I have a lot of time for John Hunt, especially given the fact that he made a trip from South Africa to South Beach Miami to speak at a conference I co-chaired for the AAAAs and he delivered a thoughtful piece on sparking ideas.

John's book title promises to be a celebration of ideas but turns out to be a rant on what feels like a lifetime of ideas being killed by one thing or another.

Every chapter points to the potential threat on an idea but occasionally it delivers a gem of advice on how to ensure an idea doesn't get killed.

His first chapter talks to two types of people - the sunrise and the sunset people. This book seems to focus on the sunset of ideas and that's probably the most effective way to make his point but I would love there to be a second book on where or how ideas originate for him. Maybe he would just agree that such a book already exists and to this day it's still one of the best on the subject "A Technique for Producing Ideas" by James Webb Young. 


Some key quotes that I liked from John's book:

Sunset people don't kill ideas, they just take away all the oxygen surrounding them.

It's the reassuring nature of habit that produces its stickiness.

Most of the world's greatest ideas were first very fragile thoughts.

Disband the politburo and declare an idea democracy - we are all equal before an idea.

Those with the thickest files and the most saved documents on their desktops are often those furthest from crisp, clear thinking.

Ideas don't come from existing facts but from the holes we drill through them.

It's critical to aim high. No matter the context, an idea needs a decent arc. It needs to leap out of the present sameness and clearly carry everyone who's following it to the other side. Even with an original thought [idea] wrapped tightly in your head, it's tough to leap an abyss in two bounds.

Expediency is extremely corrosive to ideas. It allows you to marinate in the mediocre. Everyone is content, but no one is ecstatic.

An idea is a paradigm shifting moment that forward projects future potential in an initially ethereal but progressively tangible manner.

A faux intellectual wouldn't know an idea if he sat on one, but quickly recognizes a thought that, in discussion, could make him look smart.

Just because the wheel was such a breakthrough, doesn't mean is has to stay in stone or wood. Some ideas are so fundamental and powerful they are reincarnated year after year.
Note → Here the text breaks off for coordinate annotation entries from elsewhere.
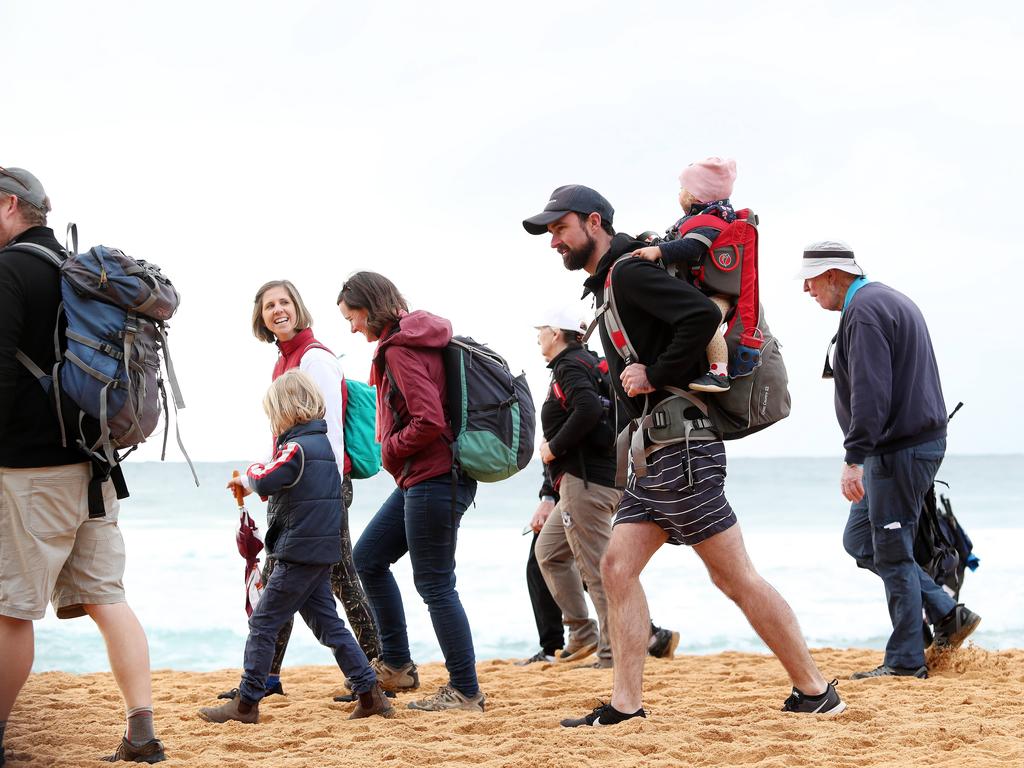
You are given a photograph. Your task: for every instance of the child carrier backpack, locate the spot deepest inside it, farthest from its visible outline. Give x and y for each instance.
(363, 453)
(107, 384)
(942, 548)
(754, 401)
(492, 412)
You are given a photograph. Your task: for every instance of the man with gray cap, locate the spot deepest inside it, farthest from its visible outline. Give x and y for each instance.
(890, 408)
(681, 499)
(52, 550)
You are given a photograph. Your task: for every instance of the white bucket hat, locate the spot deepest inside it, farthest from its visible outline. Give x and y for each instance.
(827, 254)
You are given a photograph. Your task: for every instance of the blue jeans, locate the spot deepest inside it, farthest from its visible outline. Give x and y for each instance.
(306, 589)
(420, 520)
(880, 537)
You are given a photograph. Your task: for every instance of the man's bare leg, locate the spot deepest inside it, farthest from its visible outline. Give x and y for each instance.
(770, 615)
(17, 651)
(127, 649)
(629, 551)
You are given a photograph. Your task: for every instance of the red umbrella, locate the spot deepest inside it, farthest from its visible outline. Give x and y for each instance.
(250, 545)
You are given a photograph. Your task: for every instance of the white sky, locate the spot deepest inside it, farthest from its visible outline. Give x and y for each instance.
(236, 142)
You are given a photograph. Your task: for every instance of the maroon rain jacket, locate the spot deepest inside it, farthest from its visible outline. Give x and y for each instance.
(413, 423)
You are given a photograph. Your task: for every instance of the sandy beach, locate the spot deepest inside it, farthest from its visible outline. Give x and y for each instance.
(720, 710)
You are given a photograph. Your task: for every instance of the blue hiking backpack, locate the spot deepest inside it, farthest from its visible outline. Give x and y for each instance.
(107, 385)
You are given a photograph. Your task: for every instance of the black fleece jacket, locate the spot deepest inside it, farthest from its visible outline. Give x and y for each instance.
(669, 322)
(30, 295)
(578, 430)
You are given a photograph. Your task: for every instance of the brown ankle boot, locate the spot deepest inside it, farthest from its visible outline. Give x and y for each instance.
(230, 711)
(380, 706)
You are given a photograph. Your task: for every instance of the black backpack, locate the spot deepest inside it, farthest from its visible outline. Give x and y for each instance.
(942, 548)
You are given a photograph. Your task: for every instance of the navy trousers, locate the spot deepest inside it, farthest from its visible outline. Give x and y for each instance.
(880, 537)
(420, 521)
(306, 590)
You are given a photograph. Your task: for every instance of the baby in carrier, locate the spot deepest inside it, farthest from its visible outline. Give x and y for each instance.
(705, 188)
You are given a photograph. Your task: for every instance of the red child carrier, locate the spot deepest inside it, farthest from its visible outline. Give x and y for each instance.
(730, 268)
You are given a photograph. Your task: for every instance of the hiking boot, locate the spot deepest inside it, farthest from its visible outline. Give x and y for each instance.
(406, 677)
(602, 715)
(448, 697)
(151, 752)
(883, 671)
(537, 657)
(230, 711)
(380, 706)
(663, 643)
(953, 630)
(711, 383)
(272, 690)
(573, 652)
(824, 704)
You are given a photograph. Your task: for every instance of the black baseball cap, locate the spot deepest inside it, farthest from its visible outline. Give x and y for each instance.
(574, 198)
Others are destined to bloom for a few months and then die.

Thinking without a sense of urgency rarely sees the light of day.

At the beginning of the process [developing ideas], the closer everyone is physically the better. Even if the thought is clearly articulated [by email or phone] it's not attached to the mood. And an idea in its early stages, without the positive atmosphere around it, is tough to float.

Genius is nearly always the outside view looking in; the clever coupling of two or more seemingly disparate things.

We don't know what we don't know until we do what we don't usually do.

The gap between what you already know and what you're exploring is often where the best ideas pop up.

No one orders a bouquet of beige flowers.

I now strongly believe ownership is much less important than portability. Even if it's your idea, the smartest thing to do is hand it over immediately and declare it their idea.

The world rallies behind a cause not an instruction.

* Yes the picture is intentionally upside down and refers to a chapter in John's book about disrupting the commonality around you. Uncomfortable isn't it?